Upon returning to California, Steve began attending the Homebrew Computer Club with Wozniak in 1975. Wozniak had designed a new computer, and Steve was intrigued. He suggested they sell his creation and, in 1976, Jobs, Wozniak, and Ronald Wayne founded Apple Computer Company in Steve’s parents’ garage with $1,300 they had raised by selling Steve’s Volkswagen Microbus and Wozniak’s scientific calculator.
Eventually a former Intel executive lent them $250,000 and they set up offices in Cupertino. The next year they debuted the Apple II, and it was a runaway hit.
By 1983 the company had joined the Fortune 500 faster than any corporation in history.
“Hardly anybody had families at the beginning,” he later recalled, “and we all worked like maniacs and the greatest joy was that we felt we were fashioning collective works of art… something important that would last.”
A visit to the Xerox PARC research center in 1979 exposed him to a new technology—a graphical user interface driven by a mouse-controlled pointer. He saw the instant appeal of the concept, which led to the release of the Macintosh in 1984.
In 1985, a power struggle led to Steve leaving Apple, and founding NeXT Inc.
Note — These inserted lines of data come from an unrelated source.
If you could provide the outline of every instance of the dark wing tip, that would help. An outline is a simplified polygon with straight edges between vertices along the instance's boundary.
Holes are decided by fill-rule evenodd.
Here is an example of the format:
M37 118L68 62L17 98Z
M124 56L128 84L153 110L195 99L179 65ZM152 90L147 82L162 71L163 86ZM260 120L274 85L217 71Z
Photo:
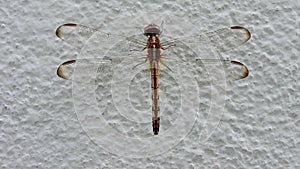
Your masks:
M57 68L56 74L57 74L57 76L60 77L60 78L67 79L67 78L64 76L63 72L62 72L62 67L61 67L61 65Z
M251 33L248 29L241 27L241 26L232 26L231 29L242 29L246 32L246 41L248 41L251 38Z
M238 62L238 61L231 61L231 63L243 67L243 74L240 76L239 79L244 79L249 75L249 70L244 64L242 64L241 62Z
M63 79L68 79L68 78L64 75L62 68L63 68L63 66L65 66L65 65L73 64L73 63L75 63L75 62L76 62L76 60L69 60L69 61L66 61L66 62L62 63L61 65L59 65L59 67L57 68L57 71L56 71L57 76L60 77L60 78L63 78Z
M56 29L56 31L55 31L56 36L59 37L60 39L62 39L62 36L61 36L61 29L62 29L62 27L64 27L64 26L77 26L77 24L75 24L75 23L66 23L66 24L60 25L60 26Z

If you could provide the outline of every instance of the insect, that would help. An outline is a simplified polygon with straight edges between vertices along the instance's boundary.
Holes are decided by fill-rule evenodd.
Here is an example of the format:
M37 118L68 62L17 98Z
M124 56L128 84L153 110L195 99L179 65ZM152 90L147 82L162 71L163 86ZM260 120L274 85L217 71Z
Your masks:
M172 60L172 57L176 57L162 55L162 51L167 51L169 50L169 48L176 48L176 45L180 43L185 43L187 45L193 44L194 46L203 46L205 44L210 44L216 48L227 50L245 43L251 37L250 32L246 28L240 26L223 28L214 32L199 34L189 38L173 39L164 43L160 41L160 35L162 34L162 30L156 24L149 24L144 28L143 35L144 37L146 37L145 41L143 39L136 39L134 37L110 35L102 33L101 31L93 28L72 23L61 25L56 30L57 37L59 37L62 40L65 40L66 42L70 43L75 47L83 46L84 43L88 41L89 38L95 33L97 34L97 36L99 36L99 41L103 39L105 39L105 41L115 41L116 39L123 39L124 41L130 42L130 45L128 47L132 47L132 45L134 45L137 46L138 52L144 52L144 56L142 57L146 60L146 63L148 63L148 68L151 75L152 128L154 135L158 135L161 121L160 100L158 90L160 66L161 64L163 64L165 67L167 67L168 70L173 71L172 68L168 67L167 62L164 62L164 60ZM101 46L98 46L98 48L101 48ZM202 49L206 50L205 46L202 47ZM134 52L134 50L132 51ZM111 59L110 61L113 60ZM233 77L233 79L235 80L243 79L249 74L247 67L238 61L209 58L197 59L194 57L191 57L190 59L186 60L178 59L178 62L200 61L206 61L207 63L221 62L223 65L226 65L226 67L229 68L228 70L233 70L228 72L229 74L232 73L231 77ZM73 72L72 70L67 71L67 68L73 66L76 62L77 60L70 60L62 63L57 69L57 75L63 79L72 79ZM139 66L142 63L144 62L139 63L139 61L137 61L136 66Z

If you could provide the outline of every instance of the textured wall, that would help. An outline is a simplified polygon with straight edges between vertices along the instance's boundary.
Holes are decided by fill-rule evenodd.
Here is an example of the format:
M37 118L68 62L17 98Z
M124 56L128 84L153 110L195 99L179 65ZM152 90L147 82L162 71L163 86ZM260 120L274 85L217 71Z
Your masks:
M198 31L248 28L251 40L222 55L245 63L250 75L227 87L225 111L206 142L192 132L167 153L134 159L105 151L81 128L72 83L56 76L57 66L78 52L55 30L69 22L106 28L143 11L176 15ZM0 16L0 168L300 168L296 0L1 0Z

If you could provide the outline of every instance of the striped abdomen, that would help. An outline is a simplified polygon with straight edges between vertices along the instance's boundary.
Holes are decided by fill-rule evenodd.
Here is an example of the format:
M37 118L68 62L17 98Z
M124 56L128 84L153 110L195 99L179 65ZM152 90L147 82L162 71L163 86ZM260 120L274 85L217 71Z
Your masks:
M154 135L158 135L160 126L159 95L158 95L158 71L160 61L161 45L156 36L148 40L148 61L151 72L151 93L152 93L152 127Z
M158 95L158 62L150 61L151 67L151 92L152 92L152 127L154 135L159 132L160 112Z

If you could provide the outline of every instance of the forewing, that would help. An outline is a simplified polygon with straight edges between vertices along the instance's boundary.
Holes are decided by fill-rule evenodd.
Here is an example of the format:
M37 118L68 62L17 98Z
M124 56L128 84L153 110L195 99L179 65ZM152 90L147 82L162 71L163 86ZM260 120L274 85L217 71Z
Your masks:
M63 24L56 29L56 36L75 47L78 51L86 45L88 40L93 35L96 36L94 39L97 39L99 43L102 44L112 45L120 40L126 40L128 41L127 43L131 43L131 47L134 48L138 46L138 49L140 50L146 45L145 42L134 39L134 37L109 34L94 28L74 23Z
M177 45L178 42L183 42L193 49L199 49L199 51L207 48L215 48L216 50L224 52L242 45L250 38L251 34L248 29L241 26L233 26L192 37L176 39L166 42L165 45Z

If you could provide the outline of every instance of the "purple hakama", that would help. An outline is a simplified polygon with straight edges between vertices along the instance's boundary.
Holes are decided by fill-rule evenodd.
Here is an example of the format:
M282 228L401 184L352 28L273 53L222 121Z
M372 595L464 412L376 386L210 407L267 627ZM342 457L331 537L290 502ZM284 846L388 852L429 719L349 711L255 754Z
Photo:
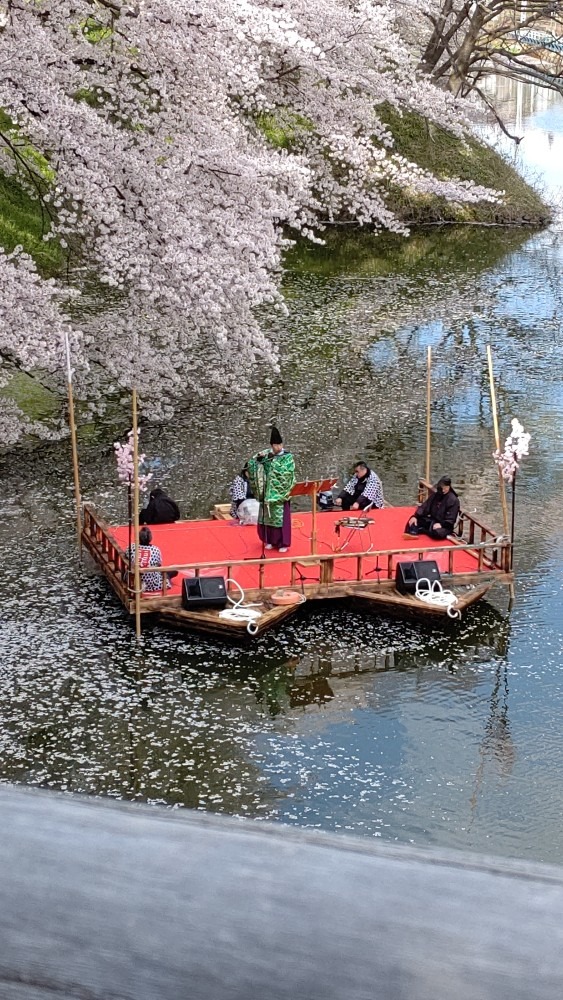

The next year, Lucasfilm Ltd.’s computer graphics division spun off its Graphics Group, which became Pixar, Inc. With a $10 million investment, Steve became its primary investor and, eventually, its chief executive. The company spent the next several years developing cutting-edge rendering hardware and waiting for technology to progress to the point where computer-generated feature films would be feasible, which eventually resulted in 1995’s Toy Story. Steve was credited as the film’s executive producer. Disney has consulted on and distributed all Pixar features ever since—and acquired the company in 2006.
Steve returned to Apple when the company acquired NeXT in 1996. He was officially named CEO in 2000. The result was a wave of innovative consumer electronics products based on Steve’s unique sense of minimalist style. Success followed success, with the iMac, iTunes, iPod, iPhone, and iPad each becoming ubiquitous among a gadget-hungry populace. Steve also oversaw the development of Apple retail and online stores. All this activity culminated in 2011 when Apple became the world’s most valuable publicly traded company.
When The Walt Disney Company acquired Pixar Animation Studios in 2006, Steve became the Company’s largest shareholder overnight, joining the Disney board of directors in 2006. He remained a valuable advisor in the years that followed.
“The thing that bound us together at Apple,” Steve once said, “was the ability to make things that were going to change the world.”
Steve Jobs passed away on October 5, 2011, in Palo Alto, after a long and public battle with pancreatic cancer.